Personal information
- Full name: David Round
- Born: 25 June 1978 (age 48)
- Original team: Strathmore/Calder Cannons
- Draft: Father–son selection, 1995 AFL draft
- Height: 192 cm (6 ft 4 in)
- Weight: 90 kg (198 lb)

Playing career
- Years: Club / Games (Goals)
- 1997: Western Bulldogs / 2 (0)
- 1998: North Melbourne / 0 (0)
- 1999–2001: Williamstown / 48
- 2002–2003: Southport
- 2005–2008: Broadbeach

Career highlights
- Grogan Medal: 2002, 2005;

= David Round =

Australian rules footballer

David Round (born 25 June 1978) is a former Australian rules footballer who played with the Western Bulldogs in the Australian Football League (AFL).

Round, the son of former Brownlow Medal winner Barry, was drafted by the Western Bulldogs under the father–son rule as a speculative pick. He was recruited from the Calder Cannons and before that played at Strathmore. A ruckman, he was aged 18 when he made his AFL debut in round three of the 1997 AFL season, against Richmond at the MCG. He could only manage one kick but kept his spot in the side for the following week's fixture against Melbourne. Round again struggled to have an impact, with just two hit-outs and a solitary kick.

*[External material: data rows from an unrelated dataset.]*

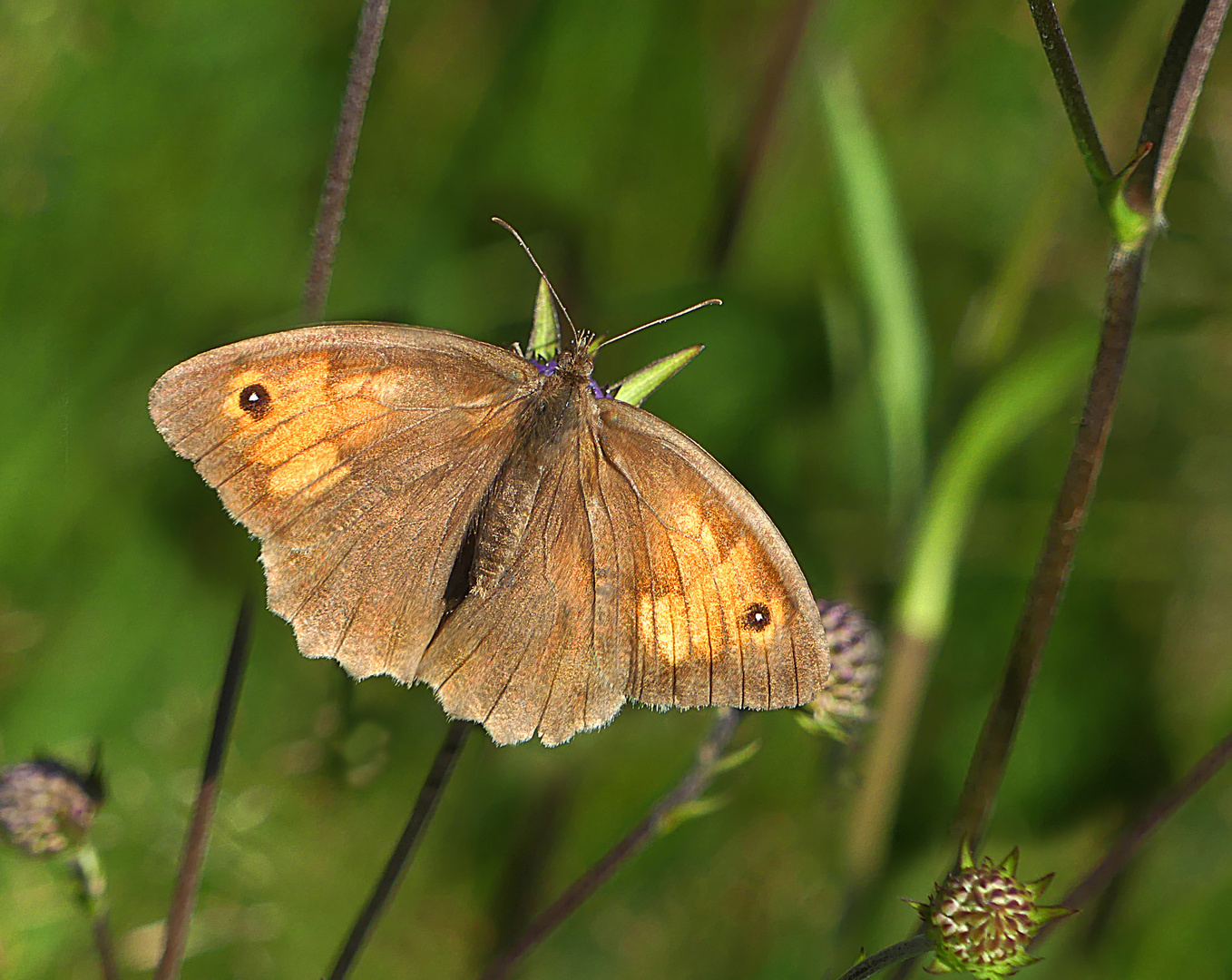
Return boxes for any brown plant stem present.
[303,0,389,320]
[1029,0,1112,187]
[709,0,816,270]
[154,594,252,980]
[329,720,472,980]
[953,0,1228,862]
[839,933,933,980]
[953,240,1149,849]
[846,632,936,887]
[1032,733,1232,946]
[482,708,742,980]
[90,911,120,980]
[1125,0,1228,215]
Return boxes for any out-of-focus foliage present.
[0,0,1232,980]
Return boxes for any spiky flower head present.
[0,760,103,857]
[909,842,1074,980]
[798,599,881,742]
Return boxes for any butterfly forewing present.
[151,326,829,745]
[151,326,538,681]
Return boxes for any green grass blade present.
[898,327,1091,642]
[820,65,930,515]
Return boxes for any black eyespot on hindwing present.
[740,603,770,632]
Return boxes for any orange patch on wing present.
[268,443,348,496]
[224,354,389,496]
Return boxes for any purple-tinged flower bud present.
[909,842,1074,980]
[798,599,881,742]
[0,760,103,857]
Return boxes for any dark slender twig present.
[1125,0,1228,220]
[90,911,120,980]
[303,0,389,320]
[154,594,252,980]
[953,0,1228,862]
[839,933,933,980]
[953,248,1146,849]
[895,13,1228,980]
[1032,735,1232,946]
[1029,0,1112,187]
[483,708,740,980]
[329,721,472,980]
[711,0,816,269]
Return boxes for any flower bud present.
[799,599,881,742]
[909,843,1074,980]
[0,760,103,857]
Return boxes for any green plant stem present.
[839,933,933,980]
[1029,0,1112,187]
[953,243,1147,849]
[482,708,742,980]
[1125,0,1228,226]
[69,843,120,980]
[329,720,473,980]
[154,594,252,980]
[1032,733,1232,946]
[953,0,1228,849]
[303,0,389,320]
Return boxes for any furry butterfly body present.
[151,324,829,745]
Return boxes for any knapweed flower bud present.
[909,843,1074,980]
[801,599,881,742]
[0,760,103,857]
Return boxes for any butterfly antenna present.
[595,299,723,351]
[493,217,578,348]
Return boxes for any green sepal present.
[1032,905,1078,926]
[610,344,703,406]
[526,279,561,361]
[1099,142,1154,247]
[1022,871,1057,898]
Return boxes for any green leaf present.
[611,344,705,406]
[820,65,930,514]
[526,279,561,361]
[658,797,727,836]
[898,327,1091,641]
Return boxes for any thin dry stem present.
[839,933,933,980]
[329,720,472,980]
[303,0,389,320]
[953,0,1228,848]
[1029,0,1112,187]
[90,910,120,980]
[711,0,816,270]
[154,595,252,980]
[953,245,1147,849]
[1032,733,1232,946]
[482,708,740,980]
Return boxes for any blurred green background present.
[0,0,1232,980]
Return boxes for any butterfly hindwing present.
[589,399,829,709]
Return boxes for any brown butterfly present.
[151,276,829,746]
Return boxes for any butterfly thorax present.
[555,347,595,385]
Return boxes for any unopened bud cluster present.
[911,845,1073,980]
[803,599,881,742]
[0,760,103,857]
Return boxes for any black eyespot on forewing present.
[239,385,272,419]
[740,603,770,632]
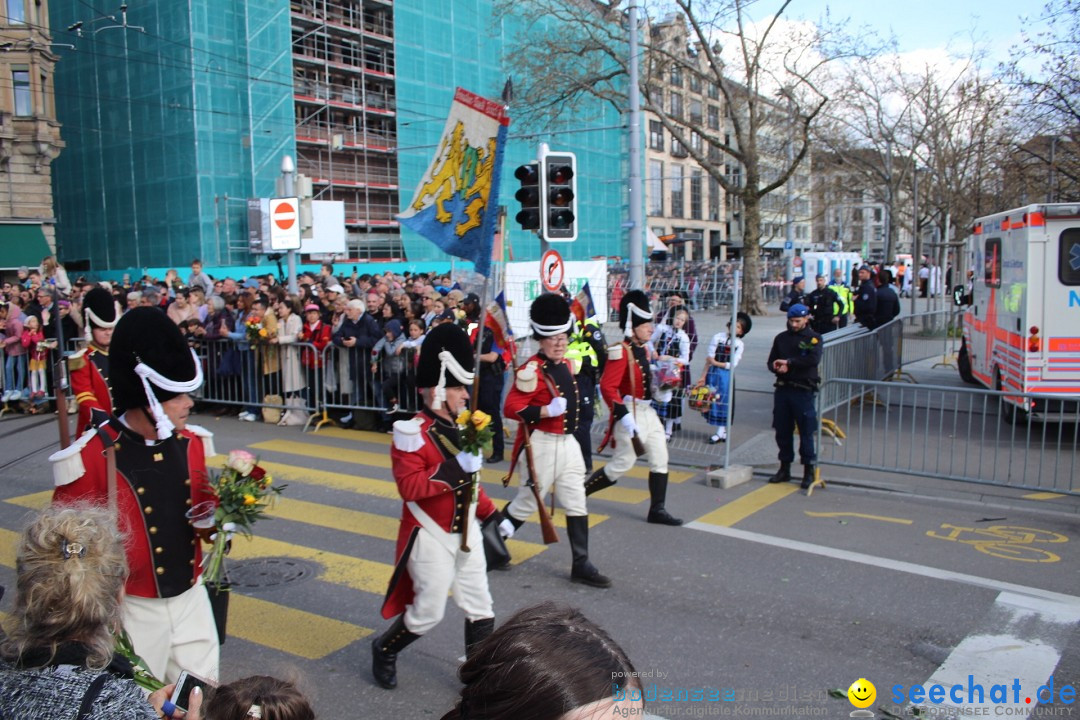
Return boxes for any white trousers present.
[124,582,220,683]
[604,400,667,480]
[507,431,589,520]
[405,520,495,635]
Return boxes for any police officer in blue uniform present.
[768,303,822,489]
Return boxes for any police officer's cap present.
[787,302,810,317]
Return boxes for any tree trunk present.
[742,193,767,315]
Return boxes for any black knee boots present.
[769,462,792,483]
[465,617,495,658]
[566,515,611,587]
[585,467,615,497]
[646,473,683,525]
[372,614,420,690]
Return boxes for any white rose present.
[225,450,255,476]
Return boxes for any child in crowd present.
[696,312,752,445]
[22,315,49,402]
[372,318,405,418]
[0,301,26,403]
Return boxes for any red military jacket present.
[382,408,495,620]
[502,353,581,435]
[68,344,112,433]
[600,341,652,421]
[50,418,214,598]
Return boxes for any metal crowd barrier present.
[818,378,1080,494]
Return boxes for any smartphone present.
[170,670,214,712]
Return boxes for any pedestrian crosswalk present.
[0,429,673,660]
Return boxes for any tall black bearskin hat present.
[109,308,202,439]
[619,290,652,338]
[82,287,120,341]
[529,293,573,340]
[735,310,754,337]
[416,323,474,410]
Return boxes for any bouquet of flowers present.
[201,450,285,583]
[244,315,267,342]
[455,410,495,454]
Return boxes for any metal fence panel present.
[819,378,1080,494]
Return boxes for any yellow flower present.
[472,410,491,430]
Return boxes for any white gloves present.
[548,397,566,418]
[455,451,484,473]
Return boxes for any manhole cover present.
[229,557,318,587]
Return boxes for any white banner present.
[505,260,608,338]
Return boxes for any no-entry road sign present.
[270,198,300,252]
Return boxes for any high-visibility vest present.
[828,284,854,315]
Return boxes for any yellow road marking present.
[247,440,649,505]
[802,510,915,525]
[282,427,698,484]
[697,483,799,528]
[228,592,375,660]
[270,498,548,565]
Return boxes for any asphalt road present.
[0,386,1080,719]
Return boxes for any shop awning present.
[0,222,52,270]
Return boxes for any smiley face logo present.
[848,678,877,707]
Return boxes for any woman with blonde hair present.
[0,506,171,720]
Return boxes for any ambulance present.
[954,203,1080,423]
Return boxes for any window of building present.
[11,65,33,118]
[649,120,664,150]
[671,165,686,217]
[647,160,664,215]
[8,0,26,25]
[690,167,703,220]
[671,93,683,120]
[690,98,702,125]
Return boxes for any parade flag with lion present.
[397,87,510,276]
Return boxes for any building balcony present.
[296,124,397,152]
[296,155,397,192]
[293,79,396,118]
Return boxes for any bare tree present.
[502,0,851,314]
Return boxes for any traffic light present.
[540,152,578,243]
[514,163,540,230]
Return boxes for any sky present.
[790,0,1044,62]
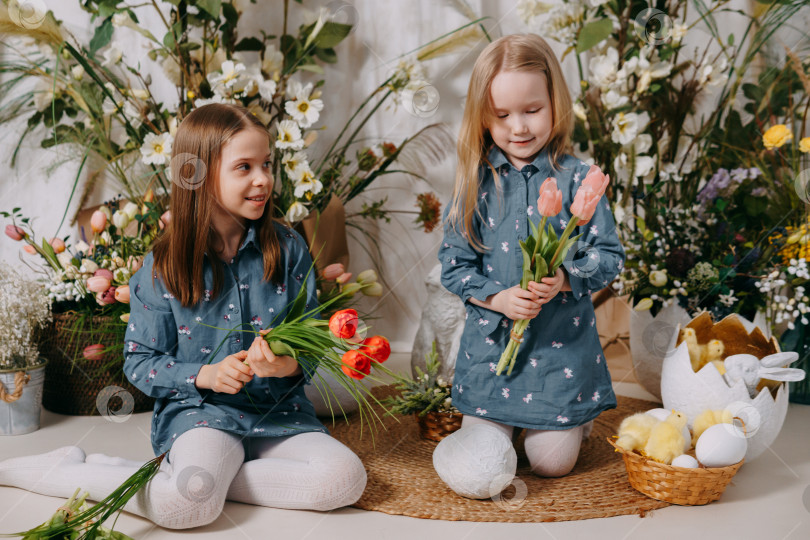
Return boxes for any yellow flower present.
[762,124,793,148]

Having been delisted at the end of the season, Round was rookie listed by North Melbourne. However, he did not play a senior game and ended up at Victorian Football League (VFL) club Williamstown, another of his father's former clubs. In 1999 he won Williamstown's "best and fairest" award but by 2001 was spending a lot of time in the reserves. He performed so well in the 2001 VFL reserves competition that he took home the Todd Medal, as the league's best player.

In 2002 he moved to Queensland to join Southport and was a Grogan Medal winner in his first season. He won another Grogan Medal in 2005, this time while at Broadbeach.